I guess no matter where we are, bureaucracy is something we can never escape. Like taxes.

 

2. Same-sex marriage gives benefits and rights, just like heterosexual marriages

 

A photo from our wedding day.

A photo from our wedding day.

My wedding day was fairly low-key. It was attended by a few family members and friends, after which I was quickly introduced to the American culture of getting crunked at 2pm (only on wedding days). I woke up the next day, fully expecting sparkles to literally brighten my life. Or something. Alas, it’s just like my 5th birthday: uneventful. Nothing really happened.

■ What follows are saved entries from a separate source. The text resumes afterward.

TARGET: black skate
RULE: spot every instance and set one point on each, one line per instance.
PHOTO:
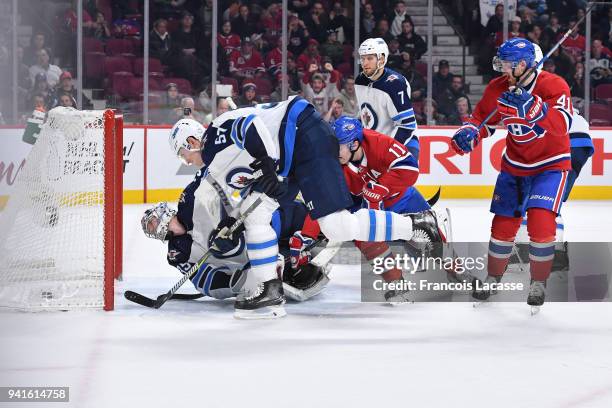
(482, 294)
(537, 293)
(395, 296)
(265, 302)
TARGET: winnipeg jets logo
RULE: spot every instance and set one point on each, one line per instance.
(392, 77)
(239, 178)
(369, 119)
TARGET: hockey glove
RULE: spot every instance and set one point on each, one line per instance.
(267, 179)
(465, 139)
(297, 243)
(522, 104)
(374, 194)
(225, 247)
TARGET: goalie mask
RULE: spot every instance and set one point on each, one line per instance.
(156, 220)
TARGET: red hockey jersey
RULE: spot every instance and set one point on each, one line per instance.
(386, 162)
(532, 148)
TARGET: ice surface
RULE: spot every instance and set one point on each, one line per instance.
(332, 351)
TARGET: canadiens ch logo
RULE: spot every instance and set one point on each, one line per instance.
(239, 178)
(369, 119)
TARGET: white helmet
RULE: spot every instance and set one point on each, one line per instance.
(181, 131)
(538, 56)
(376, 46)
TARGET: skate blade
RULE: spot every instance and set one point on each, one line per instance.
(268, 312)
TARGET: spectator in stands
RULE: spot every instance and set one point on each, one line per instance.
(368, 21)
(332, 48)
(309, 56)
(171, 98)
(575, 44)
(272, 22)
(382, 30)
(394, 59)
(67, 101)
(249, 95)
(576, 85)
(411, 41)
(41, 88)
(228, 40)
(188, 42)
(600, 64)
(67, 87)
(317, 91)
(274, 59)
(298, 36)
(447, 96)
(244, 25)
(442, 79)
(534, 34)
(336, 109)
(496, 21)
(37, 42)
(246, 63)
(549, 66)
(52, 72)
(564, 64)
(515, 32)
(399, 15)
(317, 22)
(349, 97)
(160, 43)
(99, 28)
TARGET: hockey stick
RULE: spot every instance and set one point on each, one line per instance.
(531, 70)
(225, 232)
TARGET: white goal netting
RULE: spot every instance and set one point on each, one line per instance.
(52, 229)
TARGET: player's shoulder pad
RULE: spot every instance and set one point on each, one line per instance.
(391, 81)
(362, 80)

But seriously though, the progress of gay rights in the US have only begun to bear fruit when the Defence of Marriage Act (DOMA) was struck down by the Supreme Court in July 2013. This was just last year. Even though some states have already legalised same-sex marriage, married gay or lesbian couples back then were not able to receive the same rights and benefits as married heterosexual couples, such as:

  • Filing joint tax returns. It’s the new sexytime.
  • Getting an exemption from estate taxes and gift taxes for the surviving spouse, which forms the basis of United States v. Windsor that toppled DOMA
  • Employment benefits, like getting insurance benefits from your spouse’s employer
  • Medical benefits, like being able to visit your spouse when he or she is admitted to an intensive care unit
  • Family benefits, like applying for joint adoption
  • dan lain-lain

I’m already benefiting from my husband’s employer-sponsored health insurance, where I didn’t have to pay a ridiculous USD 300 amount for a simple 5-minute check (WTF) to see whether my throat was infected… true story. Imagine if I were to get married when DOMA was still around— I wouldn’t have been able to be listed as a spouse on my husband’s health insurance. This insane bill was what I would have to face.

 

3. People can criticise the gomen AND not get jailed

The NYPD patrolling on a bicycle to enforce the Sedition Act... not.

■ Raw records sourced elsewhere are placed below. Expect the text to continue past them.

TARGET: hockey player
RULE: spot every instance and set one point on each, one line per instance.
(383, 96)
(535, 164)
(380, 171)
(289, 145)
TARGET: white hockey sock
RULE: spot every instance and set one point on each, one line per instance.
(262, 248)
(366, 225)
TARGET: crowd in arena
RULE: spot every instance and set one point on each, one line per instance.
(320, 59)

The NYPD patrolling on a bicycle to enforce the Sedition Act… not.

So this happened: Najib recently said that the Sedition Act would be maintained and even strengthened. Maybe Najib mudah lupa, but the Internet and most Malaysians don’t. This was what he announced back in 2012:

“The Sedition Act 1948 will be repealed and replaced with a new National Harmony Act as part of the country’s political transformation plan.”

The Sedition Act has been pretty much used as an instrument of fear. I remember how my mum had requested in the past that I take down my blog posts and Facebook statuses that were critical of the Malaysian government, in case I, beloved child, was sent to jail.

But criticisms are where you will improve from. Do you think this article will be published here if CILISOS’ editor-editor berkaliber offer constructive criticisms but instead of trying to improve, I kept screaming “I WILL SEDITION YOU” in return??

This isn't sedisyes right, CILISOS? Source: memegenerator.net

This isn’t sedisyes right, CILISOS? Source: memegenerator.net

When I got to the US, I saw how people freely criticised the government and Obama in all mediums (TV la, radio la, Fesbook la, Twitter la, dan lain-lain). And… dum dum dum, they can also like whatever Facebook page they want! I’m pleased to report that they also did not send you to prison just because you drew satirical comics of the government. In fact, freedom of speech is enshrined by the Constitution (limited only by obviously bad things like slander or child porn).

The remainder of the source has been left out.